Honne on Home

JAPANESE VERSION 日本語版はこちら

Honne (本音) is a Japanese word that means ‘true feelings’. Throughout his life experiences, Yasser’s true feelings on what home means for him has evolved.

Home is a concept seemingly simple and straightforward at first thought: a place of comfort and love, of safety, security, and stability–a place of solace, a place that pulls you to return. For those who have crossed borders, however, home is more complex. Professor Rosemary Marangoly George, for instance, in her book “The Politics of Home”, offered an alternative view of home, in that “Homes are places of violence and nurturing….Home is a place to escape to and a place to escape from.” Refugees, subjected to situations that harm their security, are left with no choice but to flee the only home they have ever known. Yasser had never intended to leave Syria–his mom had a good job, he was pursuing university and was dedicated to his blooming soccer career, but their unsafe circumstances forced them to do so.

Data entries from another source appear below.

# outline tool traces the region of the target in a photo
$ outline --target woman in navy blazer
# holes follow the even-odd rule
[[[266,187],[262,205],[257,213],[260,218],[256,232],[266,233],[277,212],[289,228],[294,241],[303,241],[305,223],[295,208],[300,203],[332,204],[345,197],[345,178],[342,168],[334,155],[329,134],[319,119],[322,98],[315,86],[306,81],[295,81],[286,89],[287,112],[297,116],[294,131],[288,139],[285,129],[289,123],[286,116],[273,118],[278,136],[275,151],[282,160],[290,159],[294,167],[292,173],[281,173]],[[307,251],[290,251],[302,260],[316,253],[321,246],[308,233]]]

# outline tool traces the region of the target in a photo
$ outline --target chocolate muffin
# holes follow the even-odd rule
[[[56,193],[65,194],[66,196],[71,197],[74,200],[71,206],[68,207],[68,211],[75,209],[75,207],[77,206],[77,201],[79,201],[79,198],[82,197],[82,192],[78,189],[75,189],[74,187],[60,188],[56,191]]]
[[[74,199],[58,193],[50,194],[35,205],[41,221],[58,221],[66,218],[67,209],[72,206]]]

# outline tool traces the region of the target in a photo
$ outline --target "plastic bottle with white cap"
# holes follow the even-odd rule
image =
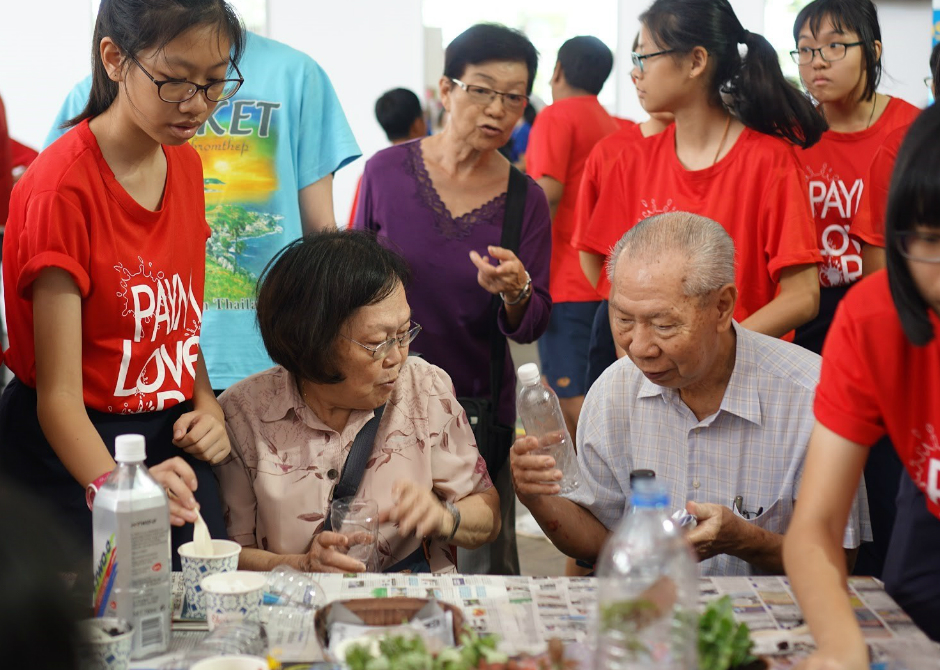
[[[522,388],[516,398],[516,411],[525,433],[538,438],[536,453],[554,458],[555,467],[561,470],[561,480],[549,483],[558,484],[561,487],[559,493],[571,493],[580,484],[581,471],[558,396],[542,383],[539,366],[535,363],[519,366],[519,381]]]
[[[146,456],[142,435],[119,435],[92,508],[95,616],[131,623],[132,658],[166,651],[172,614],[170,509]]]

As they left Syria, they carried with them their image and memory of this home. As Hamid Naficy (1999), a scholar of the cultural studies of diaspora said “Home is anyplace; it is temporary and it is moveable; it can be built, rebuilt, and carried in memory and by acts of imagination”. 

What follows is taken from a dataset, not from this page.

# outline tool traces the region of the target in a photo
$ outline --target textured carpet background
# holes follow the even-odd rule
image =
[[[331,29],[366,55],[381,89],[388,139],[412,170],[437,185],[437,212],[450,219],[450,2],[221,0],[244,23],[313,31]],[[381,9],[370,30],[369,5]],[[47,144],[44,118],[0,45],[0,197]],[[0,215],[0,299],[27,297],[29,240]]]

Growing up under Assad’s regime, Yasser’s life has been marked by desensitization to war. He grew up in an abusive regime where many were suppressed. Nonetheless, being born and raised in Syria, home has always been the housing complex he shared with his many relatives––the place he grew up in, close to where he attended school.

Yasser (with the hat in the middle) and his Junior High School classmates

 Home has always been where he first took an interest in soccer.

Yasser playing soccer

Home has always been in the city his university was.

Damascus University

But as he was forced to a new life, Yasser’s perspective of home has greatly changed–Syria and he has changed.

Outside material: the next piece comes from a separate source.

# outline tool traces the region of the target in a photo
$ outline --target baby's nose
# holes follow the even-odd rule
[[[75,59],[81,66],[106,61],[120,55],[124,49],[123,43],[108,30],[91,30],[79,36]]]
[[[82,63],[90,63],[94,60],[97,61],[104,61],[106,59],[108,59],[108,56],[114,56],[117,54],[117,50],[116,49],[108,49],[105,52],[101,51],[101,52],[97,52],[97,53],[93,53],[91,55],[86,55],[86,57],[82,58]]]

Yasser expresses that the Syria that he knew has changed a lot

“Syria has changed a lot. It’s not the Syria that we grew up with. The regime image is everywhere now. When you walk on the street, it has the regime’s Syrian flag or Bashar al-Assad’s picture.” 

Syria in 2021 (Reuters)

With the years passing, Yasser has lost affinity to the Syria that he once called home. This fading feeling of connection to a place you had once felt a sense of belonging to is bittersweet. Often, many people–including refugees–firmly believe that it is imperative to never forget where they came from–that the end goal is to always return to their ‘home’ country. After all, the UNHCR Handbook on Voluntary Repatriation states that they are “working towards and implementing voluntary repatriation to give refugees a chance to break away from being victims of persecution and to become a genuine part of the solution”. However, many also recognize the danger of coming back, and more importantly, the choice of moving on, carrying the memories and lessons of the home that once was, and moving forward to a future of new opportunities, safety, and security.

As the years pass by, Yasser’s connection with Syria fades

“When we say home, it’s mostly family, and since I have all my family here, nothing much to miss there.”

But even though he no longer deems Syria to be his home, he still finds a sense of affinity with his fellow Syrians. When he first got to Japan, however, that was not the case; Yasser had his goal set on building his future, “I kept myself away from, not just Syrians, Arabs in general like everyone. I just wanted to deal with Japanese, foreigners, and whatever my future will be, you know, like to build it.” But after getting stability in his new life as an actor, he is keen on supporting fellow Syrians, “I wanna help, I wanna support any other Syrians, any other student, anyone who came to this country. I wanna do the same thing. Just because I’ve been treated badly doesn’t mean I’m gonna treat other people badly. When I have the power, when I have the ability, information, support to give, I’m always up to, I’m always free to do so.”

Yasser is willing to support his fellow Syrians, especially those who have come to Japan to seek refuge because he knows, from personal experience, that with everything that they have been through, the least that they can get is compassion from others. As of now, Yasser’s honne on home is the belief that it is not merely a place. Home to him may not be Syria anymore, but he still finds a sense of belonging to the people who have suffered, endured, and braved the same hardships he did. While the end goal for Yasser is no longer to return to Syria, he is not turning back to his ‘home’, as he is looking to his fellow Syrians–to people, like him, who he believes deserve a chance at a new life- to support them as they start anew.

To Yasser, Syrians are victims but also survivors

Like Yasser, many refugees around the world fall victim to the circumstances they find themselves under. War, chaos, conflict… They wake up every day with uncertainty, not knowing what tomorrow may bring. It is an undeniably difficult situation, one that forces you out of the only life that you have known. But while the experience of conflict is shared among all refugees, there is no one marked path determining where they go from there. Stories of seeming success like that of Yasser’s prove the constancy of uncertainty and change. Being a refugee changes one’s life, one’s perspectives, and one’s meaning of things–of stability, of success, of family, and of home.